How H.R. 2360 Will Work:
- Directs the Election Assistance Commission (EAC), with the help of the National Institute of Standards and Technology (NIST), to establish state guidelines for a contemporaneous, independent, auditable, and voter-verifiable record.
- Protects the right for individuals with disabilities to vote independently and privately without physical assistance.
- Requires that state auditors certify state vote audit plans to ensure that state procedures are effective and transparent.
- Requires that states develop contingency plans and emergency ballot protocols to ensure voting continues in the event of an Election Day emergency or voting equipment malfunction.
Why H.R. 811 Won’t Work:
- With only 18 months until the 2008 General Elections, H.R. 811 forces election officials to meet unrealistic voter-verifiable paper audit trail (VVPAT) requirements, a goal that election officials have assured us cannot be met.
- H.R. 811 disenfranchises disabled voters by requiring these voters to use VVPAT technology that is currently not available, certified or ever used in an election in the United States.
- Places unrealistic requirements on states by mandating that they administer audits of at least 3% of precincts after every federal election unless a candidate wins by 80% or runs unopposed.
- Opens access of sensitive, security-related voting machine software to a broad spectrum of parties, causing serious security threats and violating intellectual property rights.
H.R. 811 will not only roll back the progress made through the enactment of the Help America Vote Act (HAVA) by disenfranchising disabled voters, but it will also jeopardize the successful administration of our 2008 General Elections by imposing under-funded voting machine and audit requirements that would be impossible for states and localities to meet.
A recent letter from The National Conference of State Legislatures and the National Association of Counties sent to Committee members stated that H.R. 811, “would exacerbate, rather than assist states and counties in addressing these challenges, which could lead to disastrous unintended consequences in the 2008 presidential elections.”
Advocates for H.R. 811 have pointed to a CRS memo on the production capacity of machine manufacturers, calling the machine provisions “completely doable.” However, a letter issued in response to the CRS memo, one of the country’s leading machine manufacturers, Diebold, questioned the accuracy of the memo citing its failure to take state testing and implementation procedures into consideration.
We have repeatedly affirmed our agreement that there is a need for a redundant, auditable, and voter-verifiable trail.
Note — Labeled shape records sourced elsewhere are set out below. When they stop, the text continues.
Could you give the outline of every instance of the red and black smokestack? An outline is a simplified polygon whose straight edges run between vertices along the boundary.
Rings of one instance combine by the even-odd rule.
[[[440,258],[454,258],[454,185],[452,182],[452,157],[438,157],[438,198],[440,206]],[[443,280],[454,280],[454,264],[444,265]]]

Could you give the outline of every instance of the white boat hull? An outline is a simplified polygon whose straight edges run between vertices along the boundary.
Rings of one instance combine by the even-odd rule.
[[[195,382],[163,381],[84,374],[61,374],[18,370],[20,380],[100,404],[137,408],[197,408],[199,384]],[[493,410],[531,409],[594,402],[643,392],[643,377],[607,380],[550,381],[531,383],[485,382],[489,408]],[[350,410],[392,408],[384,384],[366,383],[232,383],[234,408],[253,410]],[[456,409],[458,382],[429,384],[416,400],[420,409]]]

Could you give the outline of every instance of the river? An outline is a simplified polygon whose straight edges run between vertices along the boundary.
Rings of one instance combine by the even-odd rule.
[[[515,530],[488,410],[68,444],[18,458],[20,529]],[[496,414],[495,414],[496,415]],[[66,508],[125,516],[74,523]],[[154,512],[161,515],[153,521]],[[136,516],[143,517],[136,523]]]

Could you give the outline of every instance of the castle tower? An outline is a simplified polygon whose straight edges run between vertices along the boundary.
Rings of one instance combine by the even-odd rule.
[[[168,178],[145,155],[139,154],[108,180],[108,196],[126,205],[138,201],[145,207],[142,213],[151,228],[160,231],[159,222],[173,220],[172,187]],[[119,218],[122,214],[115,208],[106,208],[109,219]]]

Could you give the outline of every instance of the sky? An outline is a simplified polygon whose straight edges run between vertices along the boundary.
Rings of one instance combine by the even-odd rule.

However, we also believe that deference should be given to state and local election experts, and not Washington politicians, on the methods by which this is achieved. This one-size-fits-all approach in H.R. 811 undermines the ability of states to determine what voting systems meet their needs, and presumes that the federal government knows more about what the states need than the states themselves.
Developing the HAVA legislation was done with a bipartisan, bicameral effort. HAVA was reported out of Committee on a truly bipartisan vote of 8-0. On the other hand, H.R. 811 was rammed through Committee on a party-line vote of 6-3, with no serious consideration of the 12 amendments offered by Republican members, and insufficient input from election officials. Election reform isn’t now, and should NEVER be a partisan issue.
American voters deserve a bill that will work and can increase voter confidence. H.R. 811 is NOT that bill. We urge you to oppose H.R. 811 and support H.R. 2360.